Para ello, voluntarios participaron de simulaciones inmersivas mediante plataformas de realidad virtual con movimiento, capaces de reproducir aceleraciones, inclinaciones, giros y sacudidas similares a las que podrían producirse durante un vuelo real.
Cada participante realizó distintos recorridos virtuales inspirados en un trayecto entre el centro de San Francisco y la isla de Alcatraz, una ruta elegida por sus características urbanas y su potencial aplicación futura para este tipo de transporte.
¿Por qué la NASA considera clave estudiar los taxis aéreos?
Los taxis aéreos forman parte de una nueva generación de aeronaves eléctricas de despegue y aterrizaje vertical, conocidas internacionalmente como eVTOL.
A diferencia de un helicóptero tradicional, estos vehículos buscan ofrecer vuelos más silenciosos, con menores emisiones y costos operativos reducidos para conectar distintos puntos de una ciudad en pocos minutos.
Diversas empresas como Joby Aviation, Archer Aviation, Beta Technologies y Vertical Aerospace trabajan actualmente en modelos comerciales, mientras organismos reguladores como la Administración Federal de Aviación (FAA) avanzan en los procesos de certificación.
Sin embargo, la aceptación pública sigue siendo uno de los principales desafíos para que esta tecnología pueda expandirse.
La NASA considera que conocer los límites de comodidad de los pasajeros permitirá diseñar aeronaves más eficientes y operaciones de vuelo que inspiren mayor confianza.
NASA y taxis: ¿Qué movimientos generan más incomodidad durante el vuelo?
Durante las pruebas, los investigadores sometieron a los voluntarios a distintos niveles de movimientos bruscos para evaluar sus reacciones.
Entre ellos se analizaron:
- Cambios rápidos de inclinación.
- Movimientos laterales.
- Rotaciones repentinas.
- Aceleraciones y desaceleraciones intensas.
- Maniobras similares a las producidas por ráfagas de viento o aterrizajes exigentes.
Después de cada simulación, los participantes calificaron la experiencia utilizando una escala de percepción de comodidad.
Los resultados permitieron identificar que incluso movimientos moderados pueden afectar significativamente la sensación de bienestar de algunos pasajeros, mientras que otros presentan una tolerancia considerablemente mayor.
Con esa información, los especialistas desarrollaron modelos predictivos capaces de estimar qué tipo de maniobras reducen la intención de volver a utilizar un taxi aéreo.
¿Qué impacto tendrá este estudio de la NASA sobre los futuros taxis aéreos?
Los datos obtenidos no quedarán únicamente en el ámbito académico.
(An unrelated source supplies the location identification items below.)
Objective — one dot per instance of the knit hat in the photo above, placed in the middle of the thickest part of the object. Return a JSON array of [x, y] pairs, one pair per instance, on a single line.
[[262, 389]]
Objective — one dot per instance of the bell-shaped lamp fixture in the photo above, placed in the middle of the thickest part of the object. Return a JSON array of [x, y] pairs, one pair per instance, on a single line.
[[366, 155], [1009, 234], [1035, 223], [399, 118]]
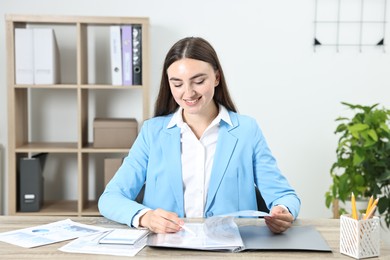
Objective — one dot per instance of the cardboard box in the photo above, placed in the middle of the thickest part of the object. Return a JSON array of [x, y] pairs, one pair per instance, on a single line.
[[111, 166], [114, 132]]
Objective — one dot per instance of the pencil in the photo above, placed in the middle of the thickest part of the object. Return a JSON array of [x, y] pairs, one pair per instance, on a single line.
[[371, 213], [353, 202], [369, 205]]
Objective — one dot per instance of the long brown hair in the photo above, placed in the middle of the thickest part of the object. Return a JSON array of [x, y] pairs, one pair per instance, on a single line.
[[193, 48]]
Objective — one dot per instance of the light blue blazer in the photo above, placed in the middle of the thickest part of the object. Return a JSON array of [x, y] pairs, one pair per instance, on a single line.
[[242, 160]]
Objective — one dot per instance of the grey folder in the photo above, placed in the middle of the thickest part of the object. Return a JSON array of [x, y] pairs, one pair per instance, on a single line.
[[297, 238], [303, 238]]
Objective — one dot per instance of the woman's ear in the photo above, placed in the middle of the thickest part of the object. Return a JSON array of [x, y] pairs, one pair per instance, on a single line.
[[217, 78]]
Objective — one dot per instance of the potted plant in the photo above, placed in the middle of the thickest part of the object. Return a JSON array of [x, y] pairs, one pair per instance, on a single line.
[[362, 165]]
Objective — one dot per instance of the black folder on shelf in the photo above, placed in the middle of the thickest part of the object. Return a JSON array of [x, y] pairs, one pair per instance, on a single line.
[[227, 237], [31, 182], [137, 54]]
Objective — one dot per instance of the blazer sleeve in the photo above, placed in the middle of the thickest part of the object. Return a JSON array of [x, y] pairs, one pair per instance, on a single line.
[[273, 185], [118, 199]]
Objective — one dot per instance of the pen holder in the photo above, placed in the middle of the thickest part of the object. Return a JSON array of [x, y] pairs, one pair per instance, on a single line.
[[359, 238]]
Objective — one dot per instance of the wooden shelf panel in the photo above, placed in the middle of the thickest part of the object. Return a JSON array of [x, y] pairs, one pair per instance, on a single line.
[[110, 87], [21, 99], [55, 208], [90, 20], [56, 147], [90, 149], [57, 86]]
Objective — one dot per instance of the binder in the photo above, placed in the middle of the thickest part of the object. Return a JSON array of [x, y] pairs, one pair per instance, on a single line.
[[31, 182], [24, 59], [127, 55], [137, 54], [46, 56], [116, 55]]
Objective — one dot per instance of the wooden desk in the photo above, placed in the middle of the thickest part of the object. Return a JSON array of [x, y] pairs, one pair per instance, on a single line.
[[329, 228]]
La NASA planea compartir estos modelos con fabricantes y desarrolladores para que puedan incorporarlos durante el diseño de nuevas aeronaves.
El objetivo consiste en minimizar los movimientos que generan mayor incomodidad sin comprometer la seguridad ni la eficiencia operativa.
Esto podría traducirse en mejoras sobre distintos aspectos:
- Sistemas automáticos de control de vuelo.
- Software de estabilización.
- Algoritmos de navegación.
- Diseño estructural de las cabinas.
- Planificación de rutas más suaves.
Según explicó Curtis Hanson, investigador principal del proyecto, la agencia comenzó a establecer los primeros umbrales de tolerancia que servirán como referencia para el desarrollo de la industria.
NASA y taxis: La movilidad aérea urbana acelera en todo el mundo
La consultora Morgan Stanley estima que el mercado global de movilidad aérea urbana podría alcanzar cientos de miles de millones de dólares hacia mediados de siglo, impulsado por avances tecnológicos y la necesidad de descongestionar el tránsito en grandes ciudades.
Mientras tanto, la NASA trabaja junto con organismos públicos y empresas privadas para desarrollar estándares que permitan integrar estas aeronaves al espacio aéreo convencional.
La investigación sobre comodidad se suma a otros proyectos relacionados con seguridad, gestión del tráfico aéreo, automatización y certificación.